First, you must decide: what do I want this presentation to be? We’ve all seen the brilliant TED talks about new ideas. We’ve all seen the really cool sample presentations from those online presentation sites about someone’s trip around the world. When you’re looking at those talks, though, remember this: they are selected out of millions of talks for their content, and their content fits their format. I’ve seen folks do fairly standard slideshows with Prezy. It doesn’t work. I’ve also seen people do “let me tell you about my trip” presentations with Powerpoint. Again, it doesn’t work.
So, just like network engineering, pick the right tool for the job. Since most of an engineer’s presentations aren’t going to feature exciting trips down the River of Doubt, or even up Doubtin’ Mountain, we’re probably pretty safe to stick with a fairly standard presentation package — slides, warts, and all.
Yes, it’s important to get the flow right. I once stood in for a presenter who’d lost his voice — the material was router architecture (hardware and software), so it’s a topic I know well, so I wasn’t in the least concerned about giving this presentation. When I stood in the room and started looking at the slides, though, I realized — a bare 15 minutes before I was supposed to start speaking — that there was absolutely no rhyme or reason to the order of the slides. Individual topics were scattered throughout over 400 slides (for a 90 minute presentation!). There was no “unifying principle,” such as “begin with a packet being received on this interface, and let’s see how it’s switched all the way to the outbound interface.” Normally, this speaker knew the slide deck well enough to flip between the various sections to tell a story — the slides were a visual aid to a talk he had in his head, rather than an actual talk in visual form. There’s no way I could replicate his talk, as it simply wasn’t in my head the same way.
Almost every presentation I see has some form of this same problem — there is little thought put into a unifying principle. The audience doesn’t move from an idea, or a set of ideas, to a conclusion, they just jump around. Look at virtually any sales slide deck and you’ll see this problem illustrated almost perfectly — product after product, “see you have this problem, that product solves it.” There’s no architecture or idea of a set of business problems driving a narrative.

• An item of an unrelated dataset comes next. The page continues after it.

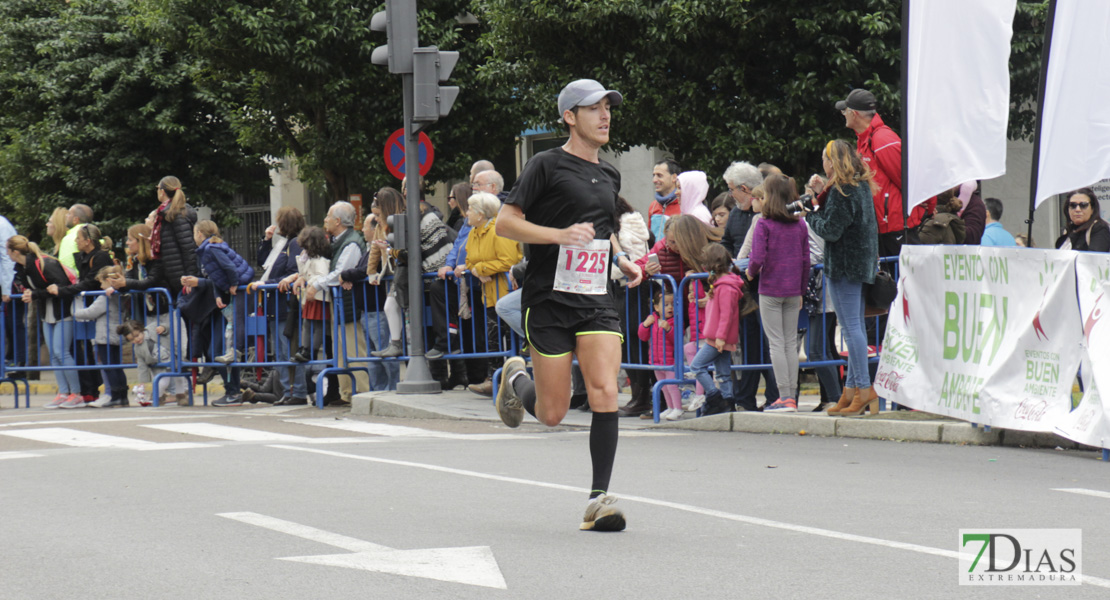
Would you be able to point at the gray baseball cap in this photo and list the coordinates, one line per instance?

So focus, really hard, on building a flow. Look at a real outline of what you’re presenting, and try ordering it in different ways. Try and find major headings and subheadings. Don’t just let all the information sit there in a bunch of slides. You want a chain of pearls, where the person can walk from one slide to the next, and understand what is being said — the point that’s being made. You don’t want a random walk, as useful as they are in some situations. Even if you’re not telling a story, you’re telling a story.
Don’t just count on the story in your head, either. People are going to save these slides and look at them later — will they make sense then? Our brns fll a lt of infrmtion in — one of the mst commn prblems with spllng and edtng is that we knw wht we intnded to wrt, so we see that instd of what is actlly on the pg.
Send the presentation to a friend, completely blank on the topic, and ask them to outline the points made. If they don’t get it, you haven’t built the presentation right — plain and simple. Don’t spend time explaining it to them, redo the presentation until they can get it without you saying a word. They might not get the details, but they must be able to get the flow and the point without you telling them what it is.
It’s that important.
At some point you want to be able to see this in your own presentations — but don’t expect it to happen overnight. Like throwing the perfect pitch, or shooting the perfect stage, you must practice right to learn the skill of separating yourself from the material far enough to see the flow without filling in what you meant to say (and didn’t).